Intuition from some examples

给定一个随机变量 $X$ 满足某种分布, 我们可以通过sample它得到其mean or variance. 假设sample了 $N$ 个点, 那sample mean
$\overline{X}=\frac{1}{N}\sum_{n=1}^N X_n$
随着 $N$ 的增加, $\overline{X}$ 应该越来越趋近于真实的mean $\mathbb{E}[X]$ 最终相等. 但是simulation results indicate otherwise.
例1: Bernoulli distribution $X\sim Bernoulli(p=0.6)$ , 随着N的增大,sample mean的curve如下图所示
Sample mean of a random variable
可以看到, 最终的mean确实好像是收敛到了 $p=0.6$ . 但是如果我们放大来看的话会发现, 这条曲线实际上在抖动,就是说他并不是converge到一个点的.

例2: Gaussian distribution $X\sim N(0,1)$ , sample mean的curve
Sample mean of a random variable

可以看到, $10^6$ 之后sample mean仍在抖动. 虽然抖动的很小, 但至少不是想象中的converge to a single point.

以上simulation表示, sample mean 收敛不到 population mean (i.e., 真实的mean) . It should be close to the population mean, but may not exactly equal the population mean.

Main Results

另一种表述方法是: 即使 $N$ 足够大, 每次sample N次得到的 $\overline{X}$ 仍然不是一个固定值, 而是一个distribution.

Theorem 1 (mean of sample mean).

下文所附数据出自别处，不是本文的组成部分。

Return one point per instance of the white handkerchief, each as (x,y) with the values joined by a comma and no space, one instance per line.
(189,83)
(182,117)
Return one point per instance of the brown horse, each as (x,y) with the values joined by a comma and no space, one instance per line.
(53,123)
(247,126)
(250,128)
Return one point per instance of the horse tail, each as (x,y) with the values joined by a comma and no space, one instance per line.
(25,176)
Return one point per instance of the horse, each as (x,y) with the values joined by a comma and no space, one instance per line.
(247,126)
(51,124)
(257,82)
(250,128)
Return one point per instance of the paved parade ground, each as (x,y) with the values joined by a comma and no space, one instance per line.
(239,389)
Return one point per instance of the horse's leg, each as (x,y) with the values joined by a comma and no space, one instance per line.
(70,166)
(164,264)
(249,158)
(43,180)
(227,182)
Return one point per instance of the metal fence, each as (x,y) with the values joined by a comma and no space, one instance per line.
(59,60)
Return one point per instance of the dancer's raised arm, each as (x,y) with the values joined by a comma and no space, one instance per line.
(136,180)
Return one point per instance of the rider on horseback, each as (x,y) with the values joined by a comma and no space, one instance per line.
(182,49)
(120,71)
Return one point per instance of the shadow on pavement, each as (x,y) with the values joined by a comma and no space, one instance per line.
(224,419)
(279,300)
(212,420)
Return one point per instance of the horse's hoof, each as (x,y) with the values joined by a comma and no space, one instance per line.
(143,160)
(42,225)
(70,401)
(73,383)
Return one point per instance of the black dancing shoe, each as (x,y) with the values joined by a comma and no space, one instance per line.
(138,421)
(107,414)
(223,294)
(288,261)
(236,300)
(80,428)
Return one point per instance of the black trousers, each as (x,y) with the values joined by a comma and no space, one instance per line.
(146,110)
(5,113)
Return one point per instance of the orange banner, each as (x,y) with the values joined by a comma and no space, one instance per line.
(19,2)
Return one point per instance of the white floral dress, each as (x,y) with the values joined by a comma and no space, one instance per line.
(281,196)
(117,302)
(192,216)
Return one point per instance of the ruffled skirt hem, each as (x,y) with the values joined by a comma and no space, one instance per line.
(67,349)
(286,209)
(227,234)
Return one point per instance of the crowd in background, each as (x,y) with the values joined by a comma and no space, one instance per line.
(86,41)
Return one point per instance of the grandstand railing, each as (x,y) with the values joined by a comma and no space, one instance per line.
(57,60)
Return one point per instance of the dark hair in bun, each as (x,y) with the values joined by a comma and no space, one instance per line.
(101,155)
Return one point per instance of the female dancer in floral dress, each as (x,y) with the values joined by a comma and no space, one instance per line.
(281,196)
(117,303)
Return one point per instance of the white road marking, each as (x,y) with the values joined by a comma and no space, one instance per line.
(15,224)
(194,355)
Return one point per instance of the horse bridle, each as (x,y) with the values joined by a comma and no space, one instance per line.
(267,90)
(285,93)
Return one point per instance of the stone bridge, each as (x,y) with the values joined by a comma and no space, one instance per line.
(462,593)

If $\mathbb{E}[X]=\mu$ , then $\mathbb{E}[\overline{X}]=\mu$ .

Theorem 1很好理解, 即 $X$ 的 sample mean 的 mean 即为 $X$ 的 mean. 这也很好verify:

$\mathbb{E}[\overline{X}]= \mathbb{E}\bigg[\frac{1}{N}\sum_{n=1}^N X_n\bigg] =\frac{1}{N}\sum_{n=1}^N \mathbb{E}[X_n]=\mathbb{E}[X]=\mu,$

因为每次的sample都是i.i.d.的.

Theorem 2 (variance of sample mean). If $\text{var} [X]=\sigma^2$ , then $\text{var}[\overline{X}]=\frac{\sigma^2}{N}$ .

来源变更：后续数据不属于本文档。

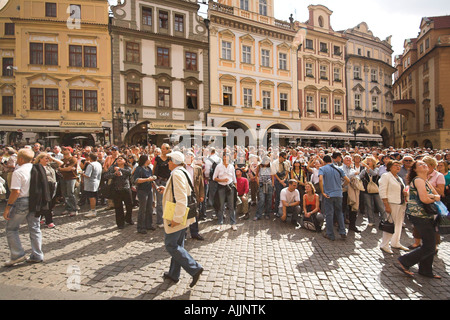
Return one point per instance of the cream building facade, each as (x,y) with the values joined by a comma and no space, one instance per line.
(253,68)
(422,98)
(369,75)
(160,69)
(56,79)
(321,78)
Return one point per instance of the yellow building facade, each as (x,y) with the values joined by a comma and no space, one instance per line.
(422,98)
(56,84)
(253,68)
(321,81)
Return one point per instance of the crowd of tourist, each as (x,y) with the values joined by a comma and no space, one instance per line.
(313,188)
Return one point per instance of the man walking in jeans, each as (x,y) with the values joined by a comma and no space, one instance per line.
(330,181)
(69,172)
(17,210)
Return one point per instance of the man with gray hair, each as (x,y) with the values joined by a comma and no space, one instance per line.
(17,210)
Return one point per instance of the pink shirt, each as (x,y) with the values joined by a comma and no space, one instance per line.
(436,178)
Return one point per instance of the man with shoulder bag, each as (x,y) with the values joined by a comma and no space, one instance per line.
(178,189)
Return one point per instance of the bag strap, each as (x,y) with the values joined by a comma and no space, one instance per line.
(340,174)
(190,184)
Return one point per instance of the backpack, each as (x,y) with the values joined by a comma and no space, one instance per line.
(213,167)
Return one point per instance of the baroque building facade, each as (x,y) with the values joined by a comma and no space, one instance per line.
(56,72)
(422,98)
(253,70)
(369,74)
(160,69)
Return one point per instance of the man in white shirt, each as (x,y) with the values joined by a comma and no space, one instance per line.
(290,202)
(225,176)
(17,210)
(92,177)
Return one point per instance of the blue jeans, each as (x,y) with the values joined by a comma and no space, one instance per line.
(144,221)
(17,215)
(331,207)
(227,198)
(423,255)
(159,207)
(68,191)
(264,202)
(174,243)
(372,204)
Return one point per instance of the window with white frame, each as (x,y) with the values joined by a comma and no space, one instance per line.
(227,96)
(309,70)
(337,106)
(357,72)
(323,72)
(337,74)
(323,104)
(373,75)
(263,7)
(266,100)
(357,101)
(246,54)
(265,58)
(310,103)
(375,103)
(283,101)
(226,50)
(283,61)
(244,4)
(248,98)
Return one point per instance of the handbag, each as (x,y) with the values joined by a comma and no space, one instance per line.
(386,226)
(192,199)
(372,186)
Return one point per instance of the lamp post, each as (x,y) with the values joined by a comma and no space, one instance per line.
(352,127)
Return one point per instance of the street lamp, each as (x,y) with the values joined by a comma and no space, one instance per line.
(135,116)
(128,118)
(352,127)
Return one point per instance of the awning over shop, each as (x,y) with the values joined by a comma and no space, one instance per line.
(322,135)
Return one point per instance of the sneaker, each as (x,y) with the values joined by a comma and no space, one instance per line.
(32,260)
(73,213)
(10,263)
(91,214)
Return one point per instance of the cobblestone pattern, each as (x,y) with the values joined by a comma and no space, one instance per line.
(265,259)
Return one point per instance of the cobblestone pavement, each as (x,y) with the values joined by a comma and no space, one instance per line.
(262,260)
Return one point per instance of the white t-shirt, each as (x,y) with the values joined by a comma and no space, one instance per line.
(289,197)
(21,179)
(223,172)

$\text{var}[\overline{X}]= \text{var}\bigg[\frac{1}{N}\sum_{n=1}^N X_n\bigg] =\frac{1}{N^2}\sum_{n=1}^N \text{var}[X_n]=\frac{\sigma^2}{N},$

从Theorem 2中也可以看出, 多sample是有好处的, $N$ 越大sample mean 的variance越小也就越趋近于population mean.

Conclusion

Overall, the sample mean is not a robust statistic, meaning that they are sensitive to outliers. We can only give a lower bound and an upper bound of the population mean, and say how confident we are (in %) that the population mean is between the lower bound and upper bound of the confidence interval.

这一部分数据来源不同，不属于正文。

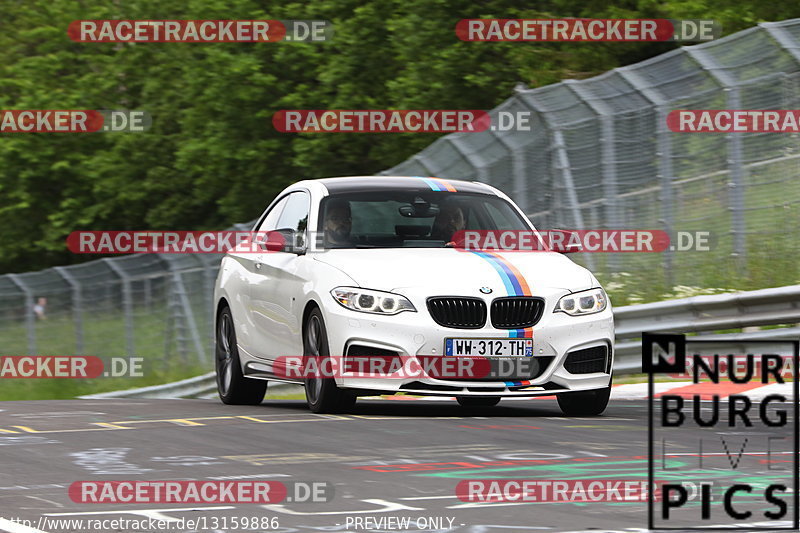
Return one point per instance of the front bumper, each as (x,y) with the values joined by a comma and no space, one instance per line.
(412,334)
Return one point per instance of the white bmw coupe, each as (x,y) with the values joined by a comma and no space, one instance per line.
(369,268)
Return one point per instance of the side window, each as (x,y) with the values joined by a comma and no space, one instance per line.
(270,222)
(295,214)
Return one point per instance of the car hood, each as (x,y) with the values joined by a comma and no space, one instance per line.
(450,271)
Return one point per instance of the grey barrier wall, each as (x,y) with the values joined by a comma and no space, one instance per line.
(598,155)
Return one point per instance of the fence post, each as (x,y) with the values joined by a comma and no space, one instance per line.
(77,306)
(731,87)
(30,319)
(664,155)
(127,303)
(182,303)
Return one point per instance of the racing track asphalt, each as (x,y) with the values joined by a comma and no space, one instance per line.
(386,458)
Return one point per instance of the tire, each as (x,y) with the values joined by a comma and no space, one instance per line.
(322,394)
(584,403)
(232,386)
(477,401)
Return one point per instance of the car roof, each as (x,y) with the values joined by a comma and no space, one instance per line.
(411,183)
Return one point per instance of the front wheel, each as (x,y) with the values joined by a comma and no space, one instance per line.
(322,394)
(233,388)
(584,403)
(477,401)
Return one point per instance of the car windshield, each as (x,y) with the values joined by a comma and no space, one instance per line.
(410,219)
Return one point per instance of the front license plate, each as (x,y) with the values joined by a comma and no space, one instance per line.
(489,347)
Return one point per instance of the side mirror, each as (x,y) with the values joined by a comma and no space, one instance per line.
(564,241)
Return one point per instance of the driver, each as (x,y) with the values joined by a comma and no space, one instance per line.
(449,220)
(337,224)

Sample mean of a random variable

Confidence interval is $\big[ \overline{X}-E, \overline{X}+E\big]$ , where $E$ is called the margin of error, and is given by
$E=z_{\alpha/2}\frac{\sigma}{\sqrt{N}}$

$z$ : critical value, can be computed from standard normal distribution if given $\alpha/2$ .
$\alpha$ : significance level.
$CL=1-\alpha$ : confidence level.

As shown in the figure,

Given a $CL=95\%$ ;
Calculate $\alpha = 0.05$ and $\alpha = 0.025$ ;
Check norm distribution table and find $z_{\alpha/2}=z_{0.025}=1.96$
Compute $E=z_{\alpha/2}\frac{\sigma}{\sqrt{N}}$ , and the confidence interval.